The most jarring element of Battle of the Sexes, an otherwise polished film chronicling Billie Jean King’s 1973 match-up with Bobby Riggs, is the portrayal of Margaret Court. In every scene she enters, the Australian is depicted as an irredeemable shrew, either muttering darkly about “sin” – a reaction to King’s relationship with Marilyn Barnett, her LA hairdresser and first female lover – or treating her peers in a manner that is at best haughty, at worst downright unsisterly. Even her tennis is sketched with disdain, with the only competitive footage dwelling upon her 6-2, 6-1 defeat to Riggs, the so-called Mother’s Day Massacre, in what would become the prelude to his myth-shredding showdown with ‘BJK’.
Nowhere is Court’s status as the winner of 24 major titles, a mark still being pursued by Serena Williams, even noted. Save for a brief glimpse of her first child, Daniel, there is also no mention of how she managed to combine her unprecedented success with motherhood. It is a result of the directors backdating the modern perception of Court, usually one of a heartless reactionary who never ceases to offend with her tirades against same-sex relationships, into a document of a time when attitudes were different. As such, her distinctions as an athlete are excised altogether. It is “cancel culture” – that zeitgesty term for boycotting somebody’s whose opinions are unpopular – at its most shameless.
Court knows that she is being airbrushed from history. This week, she asked why the 50th anniversary of Rod Laver’s calendar grand slam was being so lavishly celebrated by Tennis Australia, when her own has merited barely a backwards glance.
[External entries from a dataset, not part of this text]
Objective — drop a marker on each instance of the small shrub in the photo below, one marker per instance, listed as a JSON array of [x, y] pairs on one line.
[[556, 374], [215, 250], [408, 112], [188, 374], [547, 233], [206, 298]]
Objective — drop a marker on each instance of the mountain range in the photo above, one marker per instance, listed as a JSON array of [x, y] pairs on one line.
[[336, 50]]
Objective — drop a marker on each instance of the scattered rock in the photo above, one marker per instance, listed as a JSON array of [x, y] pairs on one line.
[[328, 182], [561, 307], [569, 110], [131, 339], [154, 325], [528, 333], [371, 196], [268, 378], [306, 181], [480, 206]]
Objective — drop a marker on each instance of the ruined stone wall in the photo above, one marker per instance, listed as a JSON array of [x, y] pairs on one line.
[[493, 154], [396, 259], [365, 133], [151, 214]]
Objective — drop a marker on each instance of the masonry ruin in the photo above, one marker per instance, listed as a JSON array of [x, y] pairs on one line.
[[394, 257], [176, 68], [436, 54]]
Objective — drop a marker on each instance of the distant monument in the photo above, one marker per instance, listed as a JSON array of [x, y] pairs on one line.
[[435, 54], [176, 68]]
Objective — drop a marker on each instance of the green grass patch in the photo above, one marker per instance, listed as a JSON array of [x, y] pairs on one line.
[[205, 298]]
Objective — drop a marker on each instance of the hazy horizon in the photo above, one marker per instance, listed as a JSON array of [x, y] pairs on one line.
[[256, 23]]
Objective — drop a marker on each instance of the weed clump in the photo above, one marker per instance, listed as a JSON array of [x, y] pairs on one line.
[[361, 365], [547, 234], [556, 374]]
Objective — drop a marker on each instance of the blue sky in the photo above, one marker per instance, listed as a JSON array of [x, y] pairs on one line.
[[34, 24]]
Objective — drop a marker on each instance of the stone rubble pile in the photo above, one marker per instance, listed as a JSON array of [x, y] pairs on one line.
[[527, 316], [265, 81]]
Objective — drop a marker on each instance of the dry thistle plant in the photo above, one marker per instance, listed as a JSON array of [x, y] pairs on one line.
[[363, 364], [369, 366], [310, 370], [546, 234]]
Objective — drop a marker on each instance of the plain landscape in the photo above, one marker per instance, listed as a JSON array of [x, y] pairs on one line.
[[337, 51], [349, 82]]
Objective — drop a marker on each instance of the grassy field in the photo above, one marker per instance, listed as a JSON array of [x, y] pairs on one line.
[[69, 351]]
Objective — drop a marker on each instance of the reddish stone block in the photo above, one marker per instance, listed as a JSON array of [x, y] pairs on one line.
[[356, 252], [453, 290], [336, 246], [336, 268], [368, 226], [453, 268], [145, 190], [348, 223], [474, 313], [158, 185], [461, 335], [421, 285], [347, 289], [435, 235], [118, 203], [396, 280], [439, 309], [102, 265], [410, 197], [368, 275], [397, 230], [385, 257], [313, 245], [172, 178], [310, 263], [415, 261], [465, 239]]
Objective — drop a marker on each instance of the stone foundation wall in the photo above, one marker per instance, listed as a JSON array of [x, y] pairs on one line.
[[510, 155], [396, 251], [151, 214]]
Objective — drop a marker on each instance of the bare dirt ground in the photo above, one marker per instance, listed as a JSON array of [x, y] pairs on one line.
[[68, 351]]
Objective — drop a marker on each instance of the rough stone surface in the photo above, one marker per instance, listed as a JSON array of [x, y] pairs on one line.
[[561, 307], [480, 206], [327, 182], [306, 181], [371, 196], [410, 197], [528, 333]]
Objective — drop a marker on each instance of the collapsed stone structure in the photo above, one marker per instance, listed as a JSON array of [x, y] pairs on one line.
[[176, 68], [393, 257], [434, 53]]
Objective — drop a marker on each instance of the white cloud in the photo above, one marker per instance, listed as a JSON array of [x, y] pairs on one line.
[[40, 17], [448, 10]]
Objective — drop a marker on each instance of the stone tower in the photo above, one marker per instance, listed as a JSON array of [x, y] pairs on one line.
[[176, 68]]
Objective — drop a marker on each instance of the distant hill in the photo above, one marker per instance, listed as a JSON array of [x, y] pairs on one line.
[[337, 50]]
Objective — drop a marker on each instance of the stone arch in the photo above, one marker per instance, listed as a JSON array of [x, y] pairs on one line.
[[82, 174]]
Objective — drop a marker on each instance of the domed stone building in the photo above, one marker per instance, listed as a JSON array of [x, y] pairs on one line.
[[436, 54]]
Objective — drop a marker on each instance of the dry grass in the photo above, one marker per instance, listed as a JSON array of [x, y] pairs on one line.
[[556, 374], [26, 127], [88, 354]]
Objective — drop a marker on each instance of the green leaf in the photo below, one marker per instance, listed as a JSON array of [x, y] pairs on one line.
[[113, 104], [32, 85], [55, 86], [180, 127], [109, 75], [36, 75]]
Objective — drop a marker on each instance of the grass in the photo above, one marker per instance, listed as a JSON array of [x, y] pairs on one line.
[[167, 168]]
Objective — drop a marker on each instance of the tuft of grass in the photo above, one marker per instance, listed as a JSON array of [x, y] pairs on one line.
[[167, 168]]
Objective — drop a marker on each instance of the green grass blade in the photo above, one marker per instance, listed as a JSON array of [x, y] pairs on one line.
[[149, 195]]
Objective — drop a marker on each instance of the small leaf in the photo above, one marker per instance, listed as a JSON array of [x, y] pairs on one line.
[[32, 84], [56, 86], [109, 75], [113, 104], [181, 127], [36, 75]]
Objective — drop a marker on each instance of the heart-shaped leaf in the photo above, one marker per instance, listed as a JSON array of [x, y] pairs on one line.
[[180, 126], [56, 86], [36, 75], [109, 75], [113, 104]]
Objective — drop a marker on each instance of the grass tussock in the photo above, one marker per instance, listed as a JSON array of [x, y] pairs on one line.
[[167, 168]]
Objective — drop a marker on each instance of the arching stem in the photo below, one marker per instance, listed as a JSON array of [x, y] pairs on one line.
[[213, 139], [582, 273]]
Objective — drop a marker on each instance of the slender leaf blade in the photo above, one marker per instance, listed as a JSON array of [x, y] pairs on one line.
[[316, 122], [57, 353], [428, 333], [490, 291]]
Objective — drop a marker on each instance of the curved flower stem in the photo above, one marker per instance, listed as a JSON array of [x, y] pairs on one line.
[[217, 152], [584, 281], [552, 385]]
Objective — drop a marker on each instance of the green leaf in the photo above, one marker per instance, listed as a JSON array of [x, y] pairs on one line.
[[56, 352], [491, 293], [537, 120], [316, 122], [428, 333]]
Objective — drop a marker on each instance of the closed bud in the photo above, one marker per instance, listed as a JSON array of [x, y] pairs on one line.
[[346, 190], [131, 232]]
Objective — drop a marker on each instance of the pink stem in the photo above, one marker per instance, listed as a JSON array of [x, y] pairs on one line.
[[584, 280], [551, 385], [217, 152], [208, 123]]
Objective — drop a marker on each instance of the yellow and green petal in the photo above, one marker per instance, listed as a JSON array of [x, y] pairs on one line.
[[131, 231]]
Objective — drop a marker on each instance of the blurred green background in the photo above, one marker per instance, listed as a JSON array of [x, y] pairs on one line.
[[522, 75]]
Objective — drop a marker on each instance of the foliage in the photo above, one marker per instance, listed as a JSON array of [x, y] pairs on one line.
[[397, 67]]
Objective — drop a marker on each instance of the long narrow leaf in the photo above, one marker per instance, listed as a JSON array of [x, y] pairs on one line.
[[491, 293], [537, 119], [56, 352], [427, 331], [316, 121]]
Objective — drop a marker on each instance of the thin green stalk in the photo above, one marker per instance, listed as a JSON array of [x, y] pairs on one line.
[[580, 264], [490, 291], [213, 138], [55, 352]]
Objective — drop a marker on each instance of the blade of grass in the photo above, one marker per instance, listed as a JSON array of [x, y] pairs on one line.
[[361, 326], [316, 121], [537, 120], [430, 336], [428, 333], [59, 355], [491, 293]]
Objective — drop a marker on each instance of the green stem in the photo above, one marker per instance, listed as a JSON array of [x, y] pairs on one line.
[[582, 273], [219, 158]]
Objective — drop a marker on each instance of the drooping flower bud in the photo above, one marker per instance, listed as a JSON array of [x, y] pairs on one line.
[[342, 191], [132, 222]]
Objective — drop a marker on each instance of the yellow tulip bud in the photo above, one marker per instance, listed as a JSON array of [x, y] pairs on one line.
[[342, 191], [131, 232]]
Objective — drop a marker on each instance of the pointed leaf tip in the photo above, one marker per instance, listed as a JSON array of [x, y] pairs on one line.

Next year will mark a half-century since she matched Laver by winning all four majors in a single season, but she is yet to receive any signal that she will be honoured in the same fashion.
“They have never phoned me,” she said, when asked if she had been invited to Melbourne Park for the occasion, as Laver was. “Nobody has spoken to me about it. I think they would rather not confront it.”
Her reading is accurate. Court has become an embarrassment to Australian Open organisers, with the strength of her religious convictions – which prompted a vow never to fly Qantas because of the airline’s support of same-sex marriage – sparking a campaign to rechristen the arena that bears her name. Even Anna Wintour of Vogue weighed in, arguing this year: “Intolerance has no place in tennis.”
And yet there is a nagging sense that to cave in to such demands would simply be to replace one form of intolerance with another. That much was evident in 2016, when a group of Oxford students called for the removal of Cecil Rhodes’ statue at Oxford University, arguing that the colonial statesman was emblematic of Britain’s “imperial blind spot”. Eventually, Chris Patten, the then chancellor, shot down the campaign with contempt, telling protesting students that if they could not abide freedom of thought, they might “think about being educated elsewhere”.
It is tempting to offer a similar rebuke to those trying to expunge Court’s name from the records. The consternation around how she should be recognised has, to judge by the reluctance of Australian tennis to acknowledge that her 1970 grand slam even happened, reached absurd extremes. These days, greater controversy in tennis is aroused by the future of Margaret Court Arena than by the fact that the Foro Italico in Rome, the venue of the sport’s Italian Open, was built to glorify the brutal fascist rule of Benito Mussolini.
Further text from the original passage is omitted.